The strengths of this study are the large number of well-characterised islet autoantibody-positive relatives in our cohort, the completeness of follow-up (88% of participants), and the broad inclusion criteria used in ENDIT. A limitation is that the participants were pre-selected on the basis of confirmed high-titre ICA, which are not likely to be used to select participants for future intervention trials, and absolute risks may not reflect those in populations with lower overall risk. Participants were also selected for IA2A positivity, on the assumption that diabetes-relevant IA2βA are found only in the presence of IA2A. We are not therefore able to assess the impact of IA2βA in ICA-negative individuals or ICA-positive relatives who do not have IA2A. Further studies are required to determine whether our assumption that IA2βA testing is only necessary in IA2A-positive relatives is valid, and whether it is essential to measure the four other autoantibodies as well as IA2βA. Furthermore, the small number of relatives in this study with only two antibody markers (ICA and IA2A) means that we did not have adequate power to evaluate the additional benefit of IA2βA testing in this subgroup.

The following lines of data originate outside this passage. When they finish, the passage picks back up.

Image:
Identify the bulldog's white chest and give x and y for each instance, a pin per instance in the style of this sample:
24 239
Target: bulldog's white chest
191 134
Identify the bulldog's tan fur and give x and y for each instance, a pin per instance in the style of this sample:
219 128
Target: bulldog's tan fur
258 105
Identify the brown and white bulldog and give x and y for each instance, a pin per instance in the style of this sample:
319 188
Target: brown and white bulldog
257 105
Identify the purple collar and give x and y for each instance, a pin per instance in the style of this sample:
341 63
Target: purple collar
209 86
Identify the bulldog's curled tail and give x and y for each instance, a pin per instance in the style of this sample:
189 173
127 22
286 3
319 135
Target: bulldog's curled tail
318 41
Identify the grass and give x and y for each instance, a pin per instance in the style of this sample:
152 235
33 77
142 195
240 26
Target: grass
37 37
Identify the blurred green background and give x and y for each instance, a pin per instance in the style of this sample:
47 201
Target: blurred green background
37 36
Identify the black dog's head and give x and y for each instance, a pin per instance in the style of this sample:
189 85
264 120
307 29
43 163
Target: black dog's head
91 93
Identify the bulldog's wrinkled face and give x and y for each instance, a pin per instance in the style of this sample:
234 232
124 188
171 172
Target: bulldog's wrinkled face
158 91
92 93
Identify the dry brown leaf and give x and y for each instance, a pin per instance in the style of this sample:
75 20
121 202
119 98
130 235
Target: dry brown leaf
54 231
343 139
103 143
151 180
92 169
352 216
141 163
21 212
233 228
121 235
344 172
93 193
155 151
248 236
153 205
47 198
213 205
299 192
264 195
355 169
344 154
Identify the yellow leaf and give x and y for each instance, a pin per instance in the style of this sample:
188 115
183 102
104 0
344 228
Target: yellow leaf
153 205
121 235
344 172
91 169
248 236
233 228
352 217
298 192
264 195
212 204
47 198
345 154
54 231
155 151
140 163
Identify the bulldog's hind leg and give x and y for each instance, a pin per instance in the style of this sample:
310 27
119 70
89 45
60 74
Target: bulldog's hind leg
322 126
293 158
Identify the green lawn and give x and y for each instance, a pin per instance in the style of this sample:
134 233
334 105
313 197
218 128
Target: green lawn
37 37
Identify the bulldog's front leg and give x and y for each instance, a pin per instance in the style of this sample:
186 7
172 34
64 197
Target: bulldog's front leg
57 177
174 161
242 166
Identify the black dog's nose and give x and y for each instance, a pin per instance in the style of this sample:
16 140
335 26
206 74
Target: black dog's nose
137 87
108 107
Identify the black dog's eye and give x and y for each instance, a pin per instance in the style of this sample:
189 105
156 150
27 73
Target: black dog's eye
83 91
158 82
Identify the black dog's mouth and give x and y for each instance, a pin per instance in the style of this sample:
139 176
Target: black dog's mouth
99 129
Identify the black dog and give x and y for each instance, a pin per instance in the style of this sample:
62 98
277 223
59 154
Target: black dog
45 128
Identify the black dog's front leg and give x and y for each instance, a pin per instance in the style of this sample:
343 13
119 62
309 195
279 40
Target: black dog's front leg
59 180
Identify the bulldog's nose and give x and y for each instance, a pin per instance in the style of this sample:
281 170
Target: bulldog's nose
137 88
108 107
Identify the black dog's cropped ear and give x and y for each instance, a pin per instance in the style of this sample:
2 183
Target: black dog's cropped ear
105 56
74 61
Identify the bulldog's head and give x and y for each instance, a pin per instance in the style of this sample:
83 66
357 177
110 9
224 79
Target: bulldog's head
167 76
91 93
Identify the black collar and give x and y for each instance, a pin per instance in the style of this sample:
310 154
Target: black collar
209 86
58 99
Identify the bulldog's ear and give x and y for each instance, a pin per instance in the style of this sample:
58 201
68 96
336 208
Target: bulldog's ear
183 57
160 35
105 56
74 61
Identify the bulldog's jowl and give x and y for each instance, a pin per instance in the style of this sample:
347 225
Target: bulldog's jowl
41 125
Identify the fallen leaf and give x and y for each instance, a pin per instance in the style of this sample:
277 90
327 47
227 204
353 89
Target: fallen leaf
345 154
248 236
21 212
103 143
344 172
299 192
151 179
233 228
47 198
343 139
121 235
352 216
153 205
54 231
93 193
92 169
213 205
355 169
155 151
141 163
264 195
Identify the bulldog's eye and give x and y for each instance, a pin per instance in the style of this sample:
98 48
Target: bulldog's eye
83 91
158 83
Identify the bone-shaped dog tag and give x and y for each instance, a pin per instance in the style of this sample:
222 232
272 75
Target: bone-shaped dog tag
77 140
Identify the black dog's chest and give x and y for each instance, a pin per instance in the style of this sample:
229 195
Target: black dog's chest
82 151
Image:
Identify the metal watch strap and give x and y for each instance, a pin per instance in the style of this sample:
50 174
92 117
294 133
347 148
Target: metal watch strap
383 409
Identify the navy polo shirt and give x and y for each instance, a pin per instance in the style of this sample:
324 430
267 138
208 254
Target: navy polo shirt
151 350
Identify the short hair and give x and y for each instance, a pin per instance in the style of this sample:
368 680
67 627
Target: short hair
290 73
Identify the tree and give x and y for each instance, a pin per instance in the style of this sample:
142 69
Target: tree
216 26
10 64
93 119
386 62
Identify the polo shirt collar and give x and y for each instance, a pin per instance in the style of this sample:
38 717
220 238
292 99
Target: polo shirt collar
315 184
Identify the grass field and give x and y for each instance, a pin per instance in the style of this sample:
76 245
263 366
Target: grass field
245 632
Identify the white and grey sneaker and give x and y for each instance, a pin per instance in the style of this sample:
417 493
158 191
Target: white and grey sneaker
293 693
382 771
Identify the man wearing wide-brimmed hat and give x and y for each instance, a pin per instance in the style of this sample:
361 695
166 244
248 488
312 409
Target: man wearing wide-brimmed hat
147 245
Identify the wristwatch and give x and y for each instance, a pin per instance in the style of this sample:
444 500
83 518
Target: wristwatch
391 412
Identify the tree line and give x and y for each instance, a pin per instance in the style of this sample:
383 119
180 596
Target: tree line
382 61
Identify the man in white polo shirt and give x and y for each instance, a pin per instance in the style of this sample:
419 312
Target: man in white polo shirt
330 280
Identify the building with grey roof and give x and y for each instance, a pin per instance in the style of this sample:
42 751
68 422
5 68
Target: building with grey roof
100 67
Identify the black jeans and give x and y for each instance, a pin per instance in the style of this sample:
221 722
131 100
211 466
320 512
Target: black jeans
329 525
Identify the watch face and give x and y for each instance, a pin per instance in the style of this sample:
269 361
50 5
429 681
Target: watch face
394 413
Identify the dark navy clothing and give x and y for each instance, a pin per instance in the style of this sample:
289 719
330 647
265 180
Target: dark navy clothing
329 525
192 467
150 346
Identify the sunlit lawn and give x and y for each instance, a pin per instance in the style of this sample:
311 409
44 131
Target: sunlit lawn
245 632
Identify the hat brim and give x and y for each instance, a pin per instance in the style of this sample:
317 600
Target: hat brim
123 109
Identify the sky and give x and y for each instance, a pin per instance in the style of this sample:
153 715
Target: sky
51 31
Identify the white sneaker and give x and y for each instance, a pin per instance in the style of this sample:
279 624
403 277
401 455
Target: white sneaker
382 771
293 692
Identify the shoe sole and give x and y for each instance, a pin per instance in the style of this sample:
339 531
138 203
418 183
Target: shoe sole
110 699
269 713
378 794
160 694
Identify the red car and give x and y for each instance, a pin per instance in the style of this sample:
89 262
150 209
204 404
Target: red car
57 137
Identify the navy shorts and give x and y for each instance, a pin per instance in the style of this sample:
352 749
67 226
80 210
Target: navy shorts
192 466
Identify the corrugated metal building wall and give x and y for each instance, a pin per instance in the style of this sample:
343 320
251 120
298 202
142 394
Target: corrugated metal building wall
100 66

Other studies have used antibody screening and IVGTT for risk assessment in relatives [10]. We have previously suggested alternative strategies based on islet autoantibody characteristics such as titre, epitope and IgG subclass binding, and antibody affinity that could stratify diabetes risk from <10% up to >90% in smaller cohorts of relatives [1, 5, 6]. However, some of these models are labour intensive and not in general use. In contrast, IA2βA are relatively easy to measure and have recently been evaluated in an international workshop by the Diabetes Antibody Standarisation Program (DASP). When added to IA2A, IA2βA identified 53% of all ENDIT participants who progressed to diabetes, with an associated 5 year risk of 65% on the basis of testing a single sample. In comparison, a low FPIR at baseline, a more demanding and costly test, conferred a 55% 5 year risk and identified 57% of future cases [8]. Risks further increased to 72% in those IA2βA-positive relatives with four additional antibodies (65% of cases), and to 94% if FPIR was also low (at least 26% of cases).

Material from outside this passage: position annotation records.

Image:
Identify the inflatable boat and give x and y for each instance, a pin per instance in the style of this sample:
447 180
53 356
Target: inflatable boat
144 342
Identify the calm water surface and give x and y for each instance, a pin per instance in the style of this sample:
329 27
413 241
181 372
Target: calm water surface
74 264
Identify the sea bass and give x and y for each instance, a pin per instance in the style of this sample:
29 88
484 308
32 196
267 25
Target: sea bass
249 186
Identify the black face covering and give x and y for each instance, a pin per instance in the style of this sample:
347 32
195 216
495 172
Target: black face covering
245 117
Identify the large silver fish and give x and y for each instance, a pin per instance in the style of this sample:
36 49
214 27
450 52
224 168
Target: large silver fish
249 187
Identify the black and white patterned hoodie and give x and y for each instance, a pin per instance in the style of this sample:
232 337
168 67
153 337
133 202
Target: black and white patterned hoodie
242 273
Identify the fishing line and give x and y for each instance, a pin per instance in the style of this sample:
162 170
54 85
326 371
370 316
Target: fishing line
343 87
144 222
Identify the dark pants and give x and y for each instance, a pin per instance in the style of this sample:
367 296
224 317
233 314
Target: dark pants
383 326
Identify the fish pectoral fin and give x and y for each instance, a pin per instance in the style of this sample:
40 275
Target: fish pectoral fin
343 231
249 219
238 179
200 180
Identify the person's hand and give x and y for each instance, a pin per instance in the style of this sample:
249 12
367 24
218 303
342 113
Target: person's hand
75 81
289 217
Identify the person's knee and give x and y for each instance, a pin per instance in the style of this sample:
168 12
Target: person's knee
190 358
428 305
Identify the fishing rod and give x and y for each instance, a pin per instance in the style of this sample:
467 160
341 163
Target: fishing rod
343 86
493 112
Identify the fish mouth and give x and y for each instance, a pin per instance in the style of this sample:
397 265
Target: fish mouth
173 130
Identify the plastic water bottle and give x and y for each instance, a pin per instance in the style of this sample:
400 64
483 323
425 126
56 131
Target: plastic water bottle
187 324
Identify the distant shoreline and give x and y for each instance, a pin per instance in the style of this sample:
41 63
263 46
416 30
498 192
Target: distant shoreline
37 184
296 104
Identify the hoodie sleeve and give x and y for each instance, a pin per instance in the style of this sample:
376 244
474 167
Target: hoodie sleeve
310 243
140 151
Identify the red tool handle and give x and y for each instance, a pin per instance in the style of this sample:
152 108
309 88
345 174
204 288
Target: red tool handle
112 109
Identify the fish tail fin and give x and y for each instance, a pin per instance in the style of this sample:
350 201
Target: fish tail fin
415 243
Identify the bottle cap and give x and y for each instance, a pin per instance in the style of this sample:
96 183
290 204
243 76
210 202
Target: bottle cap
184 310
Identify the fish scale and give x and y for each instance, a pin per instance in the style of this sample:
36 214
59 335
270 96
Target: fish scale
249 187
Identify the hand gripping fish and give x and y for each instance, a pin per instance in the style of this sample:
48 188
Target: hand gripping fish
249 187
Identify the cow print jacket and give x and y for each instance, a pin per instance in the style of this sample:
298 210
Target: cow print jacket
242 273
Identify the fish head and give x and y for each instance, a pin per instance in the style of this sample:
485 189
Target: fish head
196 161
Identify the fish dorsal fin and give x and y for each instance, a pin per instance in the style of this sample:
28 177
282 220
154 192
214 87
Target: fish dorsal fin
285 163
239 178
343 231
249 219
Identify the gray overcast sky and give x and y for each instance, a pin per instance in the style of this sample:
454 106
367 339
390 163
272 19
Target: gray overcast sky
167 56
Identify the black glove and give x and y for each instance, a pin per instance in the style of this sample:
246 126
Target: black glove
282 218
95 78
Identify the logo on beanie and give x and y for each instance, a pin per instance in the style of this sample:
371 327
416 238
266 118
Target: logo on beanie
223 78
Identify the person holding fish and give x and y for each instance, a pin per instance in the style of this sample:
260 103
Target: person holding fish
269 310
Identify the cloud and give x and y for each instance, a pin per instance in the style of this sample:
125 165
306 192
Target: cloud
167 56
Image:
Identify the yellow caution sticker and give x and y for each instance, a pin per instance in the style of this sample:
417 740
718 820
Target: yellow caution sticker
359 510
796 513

In summary, several strategies can be used to stage pre-type 1 diabetes in antibody-positive relatives. IA2βA testing of a single sample offers a promising and flexible method of identifying those at high risk of relatively rapid progression to disease that also picks up a large proportion of future patients. Depending on the level of risk required for inclusion in a trial, a potential strategy might be to perform initial screening for IA2A (Fig. 1a), followed by measurement of IA2βA in those who are IA2A-positive (Fig. 1b), with IVGTT (Fig. 1c) or OGTT (Fig. 1d) used to identify the subgroup of IA2βA-positive relatives with the highest risk of rapid progression. Strategies based on IA2βA plus a small number of additional markers therefore provide the basis for relatively simple but highly effective identification of relatives at highest risk, and IA2βA should be included in the screening protocols for future type 1 diabetes intervention trials.